Definition
Parameters are the internal numbers an AI model tunes during training to make accurate predictions, and weights are the main type, controlling how strongly each input influences the result.[1]
At a glance
- A parameter is just a number; weights are the most common kind, setting how much one piece of input matters[2].
- Training is the process of adjusting these numbers until the model’s answers get reliably better[1].
- Bigger models have more parameters (GPT-3 ~175 billion, GPT-4 estimated ~1.8 trillion), which usually means more capability but higher running cost[3].
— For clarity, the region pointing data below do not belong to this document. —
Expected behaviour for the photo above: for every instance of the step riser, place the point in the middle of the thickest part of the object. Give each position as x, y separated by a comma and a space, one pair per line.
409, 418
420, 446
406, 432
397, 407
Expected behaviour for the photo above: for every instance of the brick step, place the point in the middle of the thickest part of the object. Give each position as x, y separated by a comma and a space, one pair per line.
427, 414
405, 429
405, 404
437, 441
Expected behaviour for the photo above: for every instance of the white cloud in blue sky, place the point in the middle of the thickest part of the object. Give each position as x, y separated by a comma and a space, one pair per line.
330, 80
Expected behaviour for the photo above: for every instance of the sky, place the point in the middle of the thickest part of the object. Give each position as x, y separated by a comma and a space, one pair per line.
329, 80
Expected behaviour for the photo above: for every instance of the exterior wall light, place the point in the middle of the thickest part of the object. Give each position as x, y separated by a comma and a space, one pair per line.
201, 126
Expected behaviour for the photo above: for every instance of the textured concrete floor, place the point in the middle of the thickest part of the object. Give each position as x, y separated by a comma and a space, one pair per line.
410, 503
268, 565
- The full set of trained parameters IS the model; sharing those numbers is what people mean by open-weight models.
The recipe analogy
Think of a cookie recipe: 2 cups flour, 1 cup sugar. Those numbers control the outcome; change them and you get different cookies. Parameters work the same way, except an AI has billions of them and learns the right values automatically by tasting its own results millions of times[4].
Why the count matters to you
Parameter count is a rough proxy for how much a model knows and can do. More parameters often means smarter output, but also more computing power, slower responses, and higher cost per use. A smaller, cheaper model is frequently the better business choice for routine tasks[3].
Bottom line
Parameters and weights are the learned numbers that make an AI work; their count signals capability but also cost, so bigger is not always better for your needs.